Two new cases, both from Michigan, have been confirmed in the multistate outbreak of E. coli O26 linked to raw clover sprouts served at Jimmy John’s restaurants in six states, the Centers for Disease Control and Prevention reported Friday.

That brings the outbreak total to 14. All of those sickened are female. Two have been hospitalized.

Both new cases said they ate sprouts at Jimmy John’s restaurants in the week before they became ill.

Iowa has reported five cases tied to the outbreak, Missouri has reported three, while Kansas and Michigan each have reported two cases. Arkansas and Wisconsin each have reported one outbreak-connected case.

The case patients range in age from 9 to 49 years old. The median age is 25. Onset dates of their illnesses range from Dec. 25, 2011 to Feb. 1, 2012.

“Preliminary results of the epidemiologic and traceback investigations indicate eating raw clover sprouts at Jimmy John’s restaurants is the likely cause of this outbreak,” the CDC stated in the investigation update.
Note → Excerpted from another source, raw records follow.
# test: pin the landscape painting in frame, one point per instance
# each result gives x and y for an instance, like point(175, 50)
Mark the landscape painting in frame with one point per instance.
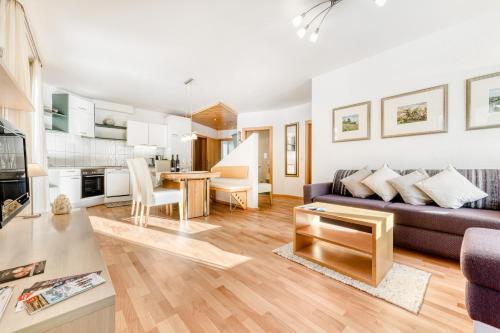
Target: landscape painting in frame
point(351, 123)
point(483, 102)
point(415, 113)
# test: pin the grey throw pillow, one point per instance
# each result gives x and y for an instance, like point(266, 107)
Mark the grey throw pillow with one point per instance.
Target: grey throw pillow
point(411, 194)
point(354, 185)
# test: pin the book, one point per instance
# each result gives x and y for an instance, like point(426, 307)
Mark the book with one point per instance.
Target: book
point(21, 272)
point(62, 292)
point(44, 285)
point(5, 295)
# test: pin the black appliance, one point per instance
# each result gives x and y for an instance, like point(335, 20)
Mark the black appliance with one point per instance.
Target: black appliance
point(92, 182)
point(14, 183)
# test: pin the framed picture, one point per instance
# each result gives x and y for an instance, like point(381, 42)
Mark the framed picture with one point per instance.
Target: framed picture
point(292, 150)
point(352, 122)
point(415, 113)
point(483, 102)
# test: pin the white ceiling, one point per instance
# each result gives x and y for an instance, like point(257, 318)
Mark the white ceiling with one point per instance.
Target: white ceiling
point(244, 53)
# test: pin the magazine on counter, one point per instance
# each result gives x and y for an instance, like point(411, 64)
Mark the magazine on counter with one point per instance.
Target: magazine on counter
point(5, 295)
point(44, 285)
point(62, 292)
point(21, 272)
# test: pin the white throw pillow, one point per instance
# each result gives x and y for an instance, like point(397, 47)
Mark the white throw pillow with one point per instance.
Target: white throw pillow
point(411, 194)
point(449, 189)
point(354, 185)
point(378, 182)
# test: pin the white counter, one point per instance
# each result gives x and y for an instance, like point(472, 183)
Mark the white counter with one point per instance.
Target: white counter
point(69, 245)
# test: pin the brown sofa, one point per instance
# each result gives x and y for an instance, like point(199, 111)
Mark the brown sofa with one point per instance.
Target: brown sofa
point(430, 228)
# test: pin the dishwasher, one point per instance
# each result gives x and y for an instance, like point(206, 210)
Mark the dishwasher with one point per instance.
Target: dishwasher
point(117, 185)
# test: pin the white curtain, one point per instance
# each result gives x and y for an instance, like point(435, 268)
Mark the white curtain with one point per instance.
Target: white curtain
point(40, 186)
point(15, 57)
point(17, 49)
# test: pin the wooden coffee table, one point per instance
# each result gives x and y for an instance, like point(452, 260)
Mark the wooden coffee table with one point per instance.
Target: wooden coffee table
point(353, 241)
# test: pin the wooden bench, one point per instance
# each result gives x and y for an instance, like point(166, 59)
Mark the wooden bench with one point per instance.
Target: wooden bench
point(228, 183)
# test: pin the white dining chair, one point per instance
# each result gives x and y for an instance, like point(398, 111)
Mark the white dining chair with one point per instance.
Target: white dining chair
point(136, 194)
point(152, 196)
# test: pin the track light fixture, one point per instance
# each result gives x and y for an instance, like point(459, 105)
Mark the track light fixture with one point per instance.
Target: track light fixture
point(321, 11)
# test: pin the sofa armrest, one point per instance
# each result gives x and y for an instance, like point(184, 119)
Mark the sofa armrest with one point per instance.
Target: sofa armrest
point(314, 190)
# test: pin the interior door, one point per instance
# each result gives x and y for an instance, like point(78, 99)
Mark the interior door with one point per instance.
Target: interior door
point(213, 152)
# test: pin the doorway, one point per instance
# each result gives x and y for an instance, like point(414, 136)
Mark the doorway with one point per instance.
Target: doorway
point(265, 151)
point(206, 153)
point(308, 176)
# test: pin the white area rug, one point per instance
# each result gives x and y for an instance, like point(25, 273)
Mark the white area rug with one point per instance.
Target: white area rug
point(403, 286)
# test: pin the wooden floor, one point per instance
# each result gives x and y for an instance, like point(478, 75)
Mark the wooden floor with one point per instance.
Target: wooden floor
point(160, 291)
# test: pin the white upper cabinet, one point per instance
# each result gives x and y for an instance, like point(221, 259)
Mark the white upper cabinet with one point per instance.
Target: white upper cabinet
point(137, 133)
point(157, 135)
point(177, 127)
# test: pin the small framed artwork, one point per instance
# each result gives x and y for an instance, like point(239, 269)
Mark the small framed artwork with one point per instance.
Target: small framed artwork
point(352, 122)
point(483, 102)
point(292, 150)
point(415, 113)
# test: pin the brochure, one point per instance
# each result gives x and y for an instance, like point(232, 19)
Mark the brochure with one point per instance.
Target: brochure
point(62, 292)
point(44, 285)
point(5, 295)
point(21, 272)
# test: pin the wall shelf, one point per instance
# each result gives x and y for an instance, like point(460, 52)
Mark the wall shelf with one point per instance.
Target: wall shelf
point(111, 126)
point(11, 94)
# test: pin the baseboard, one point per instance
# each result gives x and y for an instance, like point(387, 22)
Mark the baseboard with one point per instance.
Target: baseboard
point(234, 205)
point(287, 196)
point(480, 327)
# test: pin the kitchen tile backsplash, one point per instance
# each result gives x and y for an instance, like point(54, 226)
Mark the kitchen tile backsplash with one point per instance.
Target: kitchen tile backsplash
point(65, 150)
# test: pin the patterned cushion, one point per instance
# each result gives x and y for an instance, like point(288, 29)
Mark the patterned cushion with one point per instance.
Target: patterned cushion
point(488, 180)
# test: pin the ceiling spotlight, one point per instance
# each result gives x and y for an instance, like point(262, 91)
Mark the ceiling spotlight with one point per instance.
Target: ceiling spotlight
point(302, 31)
point(321, 11)
point(314, 36)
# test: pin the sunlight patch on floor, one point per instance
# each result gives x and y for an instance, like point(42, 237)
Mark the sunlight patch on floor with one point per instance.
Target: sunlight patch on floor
point(196, 250)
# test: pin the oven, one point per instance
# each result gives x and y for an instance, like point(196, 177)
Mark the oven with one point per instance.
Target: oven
point(92, 182)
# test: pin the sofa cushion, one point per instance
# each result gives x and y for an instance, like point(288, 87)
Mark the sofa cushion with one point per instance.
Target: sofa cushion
point(488, 180)
point(453, 221)
point(411, 194)
point(379, 183)
point(480, 257)
point(354, 184)
point(449, 189)
point(353, 202)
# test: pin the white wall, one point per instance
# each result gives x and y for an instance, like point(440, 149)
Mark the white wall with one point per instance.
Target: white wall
point(278, 119)
point(246, 154)
point(448, 56)
point(211, 132)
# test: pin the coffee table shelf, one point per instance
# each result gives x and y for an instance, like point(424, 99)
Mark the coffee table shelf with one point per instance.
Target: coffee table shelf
point(352, 241)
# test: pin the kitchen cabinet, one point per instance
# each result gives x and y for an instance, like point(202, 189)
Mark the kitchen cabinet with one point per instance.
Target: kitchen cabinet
point(157, 135)
point(144, 134)
point(177, 127)
point(137, 133)
point(117, 182)
point(67, 182)
point(74, 115)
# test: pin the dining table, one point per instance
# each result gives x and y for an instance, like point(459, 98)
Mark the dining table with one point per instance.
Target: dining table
point(195, 190)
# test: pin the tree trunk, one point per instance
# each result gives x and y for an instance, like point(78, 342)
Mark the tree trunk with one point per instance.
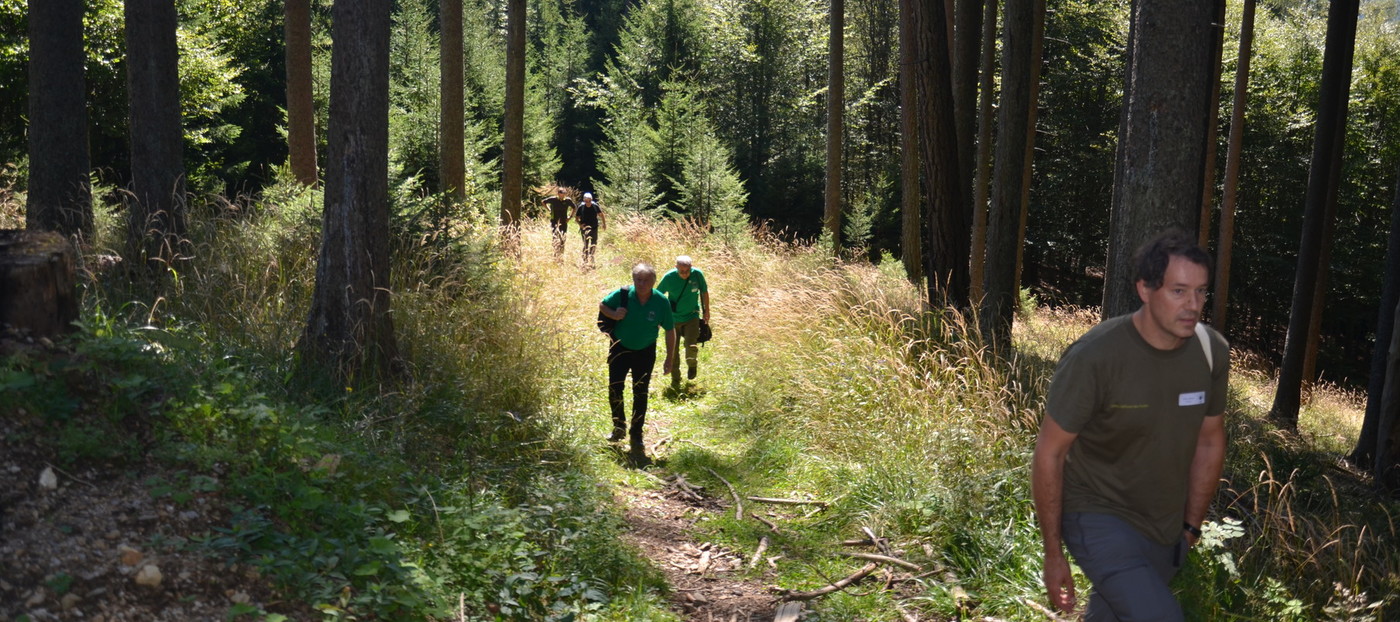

The CDC report provided no new information on the Food and Drug Administration traceback investigation.

In its initial report, the CDC said the traceback probe had implicated a common lot of clover seeds used at two separate sprouting facilities. Both growers supplied sprouts to Jimmy John’s restaurants.

The CDC said the seed supplier told the sprouting facilities on Feb. 10, 2012 to stop using the suspect lot of clover seed. 

Many clover seeds are produced for agricultural use, so they might not be processed, handled and stored as human food would, the CDC noted.

Sprout seeds can become contaminated with pathogens if they are grown with contaminated water or improperly composted manure fertilizer. They could also be contaminated with feces from domestic or wild animals, or with runoff from animal production facilities, or by improperly cleaned growing or processing equipment.

Bacteria on the seeds will grow and multiply rapidly in the warm, moist conditions used to sprout the seeds.

Jimmy John’s began serving clover sprouts on its sandwiches last year, after a multistate outbreak of Salmonella was linked to the alfalfa sprouts it used. Last week, a franchise owner  in Missouri said sprouts were being removed from Jimmy John’s menus.

Raw sprouts served at Jimmy John’s restaurants have been tied to five outbreaks in four years.